The authors use rejection sampling to filter self-generated training trajectories, and results show that this significantly improves model performance across multiple benchmarks compared to using unfiltered data. Without rejection sampling, the model’s average score drops sharply, indicating that low-quality supervision degrades reasoning ability. With rejection sampling, the model not only recovers but exceeds baseline performance, particularly on complex tasks like SciCode-MP, confirming that high-fidelity data is critical for effective self-distillation.

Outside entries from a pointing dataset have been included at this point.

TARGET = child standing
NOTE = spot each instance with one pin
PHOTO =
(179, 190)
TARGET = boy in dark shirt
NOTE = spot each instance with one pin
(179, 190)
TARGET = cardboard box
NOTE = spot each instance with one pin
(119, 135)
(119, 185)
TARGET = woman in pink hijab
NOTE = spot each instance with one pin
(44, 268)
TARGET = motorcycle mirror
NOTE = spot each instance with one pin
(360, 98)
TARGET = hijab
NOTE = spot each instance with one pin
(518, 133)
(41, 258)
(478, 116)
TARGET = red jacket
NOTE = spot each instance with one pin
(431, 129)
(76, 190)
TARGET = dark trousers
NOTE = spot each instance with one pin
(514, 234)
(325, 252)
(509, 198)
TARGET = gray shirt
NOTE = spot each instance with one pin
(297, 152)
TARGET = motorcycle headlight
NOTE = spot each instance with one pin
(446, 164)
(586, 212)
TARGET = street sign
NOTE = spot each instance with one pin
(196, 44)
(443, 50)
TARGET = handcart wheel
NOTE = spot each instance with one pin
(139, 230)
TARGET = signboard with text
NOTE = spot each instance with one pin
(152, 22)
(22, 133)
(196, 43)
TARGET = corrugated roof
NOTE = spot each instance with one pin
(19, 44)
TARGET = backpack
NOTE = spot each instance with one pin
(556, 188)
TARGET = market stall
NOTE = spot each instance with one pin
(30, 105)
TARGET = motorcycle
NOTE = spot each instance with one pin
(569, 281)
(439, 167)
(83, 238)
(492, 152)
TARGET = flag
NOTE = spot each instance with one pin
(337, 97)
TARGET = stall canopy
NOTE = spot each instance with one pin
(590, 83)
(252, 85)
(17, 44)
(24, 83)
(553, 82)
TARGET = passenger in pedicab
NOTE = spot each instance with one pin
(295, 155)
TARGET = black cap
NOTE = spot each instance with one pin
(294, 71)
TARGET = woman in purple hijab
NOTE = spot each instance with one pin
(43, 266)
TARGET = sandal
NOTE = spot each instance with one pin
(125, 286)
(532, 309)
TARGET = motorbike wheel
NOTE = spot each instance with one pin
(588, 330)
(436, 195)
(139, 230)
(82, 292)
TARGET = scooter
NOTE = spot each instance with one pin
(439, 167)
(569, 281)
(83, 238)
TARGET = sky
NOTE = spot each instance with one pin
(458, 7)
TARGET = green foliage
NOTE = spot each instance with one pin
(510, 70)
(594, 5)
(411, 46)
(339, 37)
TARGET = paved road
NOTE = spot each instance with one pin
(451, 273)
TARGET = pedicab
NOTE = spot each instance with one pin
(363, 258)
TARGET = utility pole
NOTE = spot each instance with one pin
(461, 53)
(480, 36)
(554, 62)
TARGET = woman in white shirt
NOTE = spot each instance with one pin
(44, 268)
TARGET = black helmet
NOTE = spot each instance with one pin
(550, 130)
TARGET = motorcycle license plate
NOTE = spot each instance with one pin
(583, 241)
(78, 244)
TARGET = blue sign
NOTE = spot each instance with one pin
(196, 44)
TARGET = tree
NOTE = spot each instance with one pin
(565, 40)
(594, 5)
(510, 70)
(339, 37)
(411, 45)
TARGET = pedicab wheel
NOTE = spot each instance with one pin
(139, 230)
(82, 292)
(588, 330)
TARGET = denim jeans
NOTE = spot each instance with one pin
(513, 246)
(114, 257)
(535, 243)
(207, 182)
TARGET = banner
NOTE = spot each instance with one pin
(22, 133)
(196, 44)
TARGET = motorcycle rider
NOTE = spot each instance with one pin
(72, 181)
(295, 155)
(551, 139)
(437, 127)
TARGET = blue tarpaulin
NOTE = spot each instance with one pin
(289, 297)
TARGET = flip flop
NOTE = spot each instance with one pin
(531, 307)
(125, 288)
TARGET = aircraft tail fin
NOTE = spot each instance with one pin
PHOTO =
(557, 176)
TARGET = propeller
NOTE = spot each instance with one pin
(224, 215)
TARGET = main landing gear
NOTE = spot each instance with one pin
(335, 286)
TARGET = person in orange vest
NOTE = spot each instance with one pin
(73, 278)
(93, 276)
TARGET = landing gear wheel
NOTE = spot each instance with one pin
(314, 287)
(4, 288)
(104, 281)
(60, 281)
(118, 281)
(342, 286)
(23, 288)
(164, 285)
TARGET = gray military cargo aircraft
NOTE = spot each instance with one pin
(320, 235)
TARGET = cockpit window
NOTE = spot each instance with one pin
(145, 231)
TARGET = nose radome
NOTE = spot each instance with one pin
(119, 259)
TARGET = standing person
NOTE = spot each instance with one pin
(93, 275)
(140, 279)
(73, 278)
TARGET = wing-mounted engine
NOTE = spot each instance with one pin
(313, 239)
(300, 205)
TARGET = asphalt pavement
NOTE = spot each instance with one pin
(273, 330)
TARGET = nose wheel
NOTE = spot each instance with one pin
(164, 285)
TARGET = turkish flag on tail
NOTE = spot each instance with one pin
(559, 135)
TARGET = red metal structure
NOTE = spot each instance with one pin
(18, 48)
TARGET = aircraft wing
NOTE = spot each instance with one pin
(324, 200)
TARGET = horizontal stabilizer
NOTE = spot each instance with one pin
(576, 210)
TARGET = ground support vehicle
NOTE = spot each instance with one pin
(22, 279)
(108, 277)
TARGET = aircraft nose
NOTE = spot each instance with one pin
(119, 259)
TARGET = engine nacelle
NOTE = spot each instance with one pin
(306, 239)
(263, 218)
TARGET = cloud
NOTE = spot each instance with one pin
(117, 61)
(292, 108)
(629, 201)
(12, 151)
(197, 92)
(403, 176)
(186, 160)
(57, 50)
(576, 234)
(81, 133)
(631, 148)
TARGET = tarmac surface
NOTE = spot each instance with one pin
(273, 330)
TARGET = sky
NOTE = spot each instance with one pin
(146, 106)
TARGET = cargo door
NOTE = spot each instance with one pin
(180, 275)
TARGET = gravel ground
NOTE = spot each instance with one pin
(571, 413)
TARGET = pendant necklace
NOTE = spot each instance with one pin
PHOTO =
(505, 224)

The authors use daVinci-Agency to train models on structured, evolution-based pull request sequences, achieving superior performance across long-horizon benchmarks despite smaller dataset sizes. Results show that modeling semantic dependencies between PRs, rather than chronological order or isolated tasks, is critical for developing robust agentic behaviors. The approach consistently improves performance across model architectures and scales, demonstrating that high-quality, logically structured data alone can unlock advanced long-horizon reasoning without relying on stronger teacher models.

The authors use daVinci-Agency to fine-tune GLM-4.6, resulting in a substantial performance gain on long-horizon agentic tasks as measured by AgencyBench. Results show that the fine-tuned model significantly outperforms both its base version and other large-scale baselines, including DeepSeek-v3.2 and Kimi-K2-Thinking. This improvement is attributed to the structured supervision derived from real-world pull request evolution, rather than reliance on a stronger teacher model or simple data scaling.

The authors use daVinci-Agency to fine-tune multiple model architectures and demonstrate consistent performance gains across long-horizon agentic benchmarks, with GLM-4.6 achieving the highest average score of 0.475. Results show that training on daVinci-Agency improves not only task success rates but also token and tool efficiency, indicating better internalization of structured reasoning and planning. The gains are model-agnostic, observed across dense and MoE architectures, and stem from the dataset’s emphasis on authentic, evolution-based supervision rather than mere sequence length or teacher model quality.